ELLA Le mira con furia No hace falta matarte porque ya estás muerto. Eres un zombi, un muerto viviente. Esa cara de mutante inexpresivo que tienes, esa sonrisa fría de cadáver… Por eso no te enfadas nunca. Los muertos no pueden enfadarse.
EL Qué imaginación tienes para todo… “¡Uuuuhh…! ¡Soy un zombi…!”
ELLA ¡Majadero!
EL Hablando con calma, muy despacio Bueno, ya está bien. Te estás pasando. Y me voy a levantar de la cama y te voy a dar un par de tortas.
ELLA ¿Tú a mí? ¿Que te vas a levantar y me vas a dar tú a mí? ¿Tú, que eres un inútil, y un impotente? No sé cómo puede ser policía una persona sin carácter como tú. ¿Qué me vas a dar tú a mí? Espera un momento… Sale y regresa con un cuchillo ¡Venga, dame! ¡Dame! Acercándose ¡Que me des! ¡Atrévete!

EL saca una pistola lentamente del cajón de la mesilla, y le apunta la cabeza

EL Deja ese cuchillo ahora mismo. ¿Me has oído?
ELLA ¡Dios mío! ¡Me estás apuntando con una pistola! ¡A mí!
EL Sí, te estoy apuntando con una pistola.

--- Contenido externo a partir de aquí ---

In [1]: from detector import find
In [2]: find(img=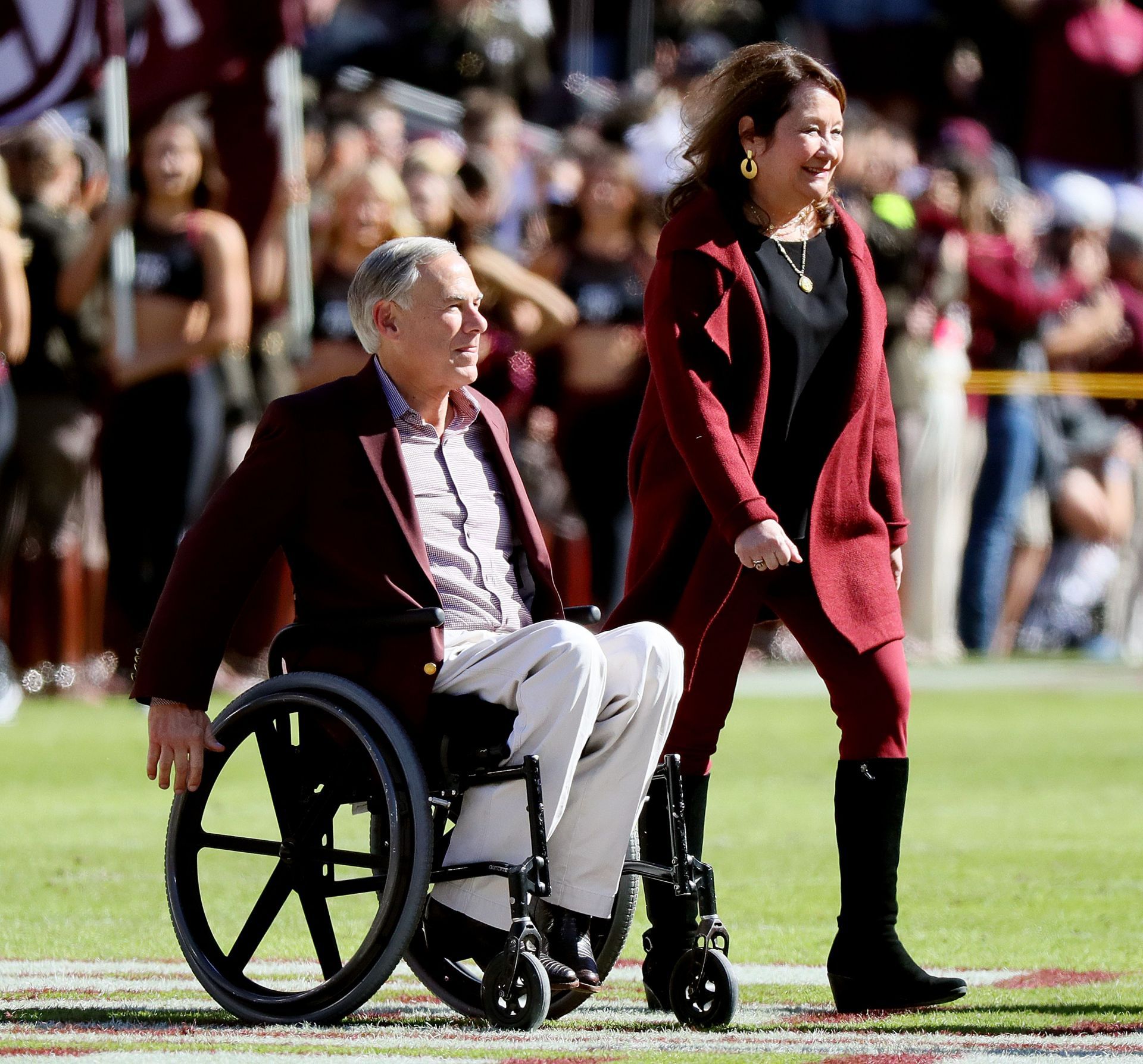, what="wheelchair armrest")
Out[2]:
[564,606,604,624]
[268,606,445,677]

Deja tú el cuchillo y yo dejo la pistola.
ELLA ¿Y esto es un matrimonio?
EL No exageres, mujer. Otros se llevan peor.
ELLA ¿Peor? ¿Quieres matarme con esa pistola y dices que otros se llevan peor?

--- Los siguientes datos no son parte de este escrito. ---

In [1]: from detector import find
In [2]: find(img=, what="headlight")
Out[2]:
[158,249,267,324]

EL Cargado de paciencia. Mira, el seguro echado. Y mira, sin balas. Era para seguirte la corriente. Sé que te gustan las emociones fuertes, sobre todo los domingos por la mañana. De pequeño íbamos toda la familia a misa los domingos, eso nos tranquilizaba. Todavía hay mucha gente que lo hace.
ELLA Eres un desgraciado... ¿Y si te clavo yo a ti el cuchillo de verdad, qué?
EL Que se pondría todo perdido de sangre, y tendrías que limpiarlo luego. Bueno, qué, ¿desayunamos hoy o no?


ELLA Va hacia la cocina. La próxima vez que me apuntes con la pistola te dejo. Con balas o sin balas. ¡Animal! Sale airada.
EL Grita alto para que ELLA le oiga desde la cocina ¿Quieres entonces que vayamos al zoo, o no?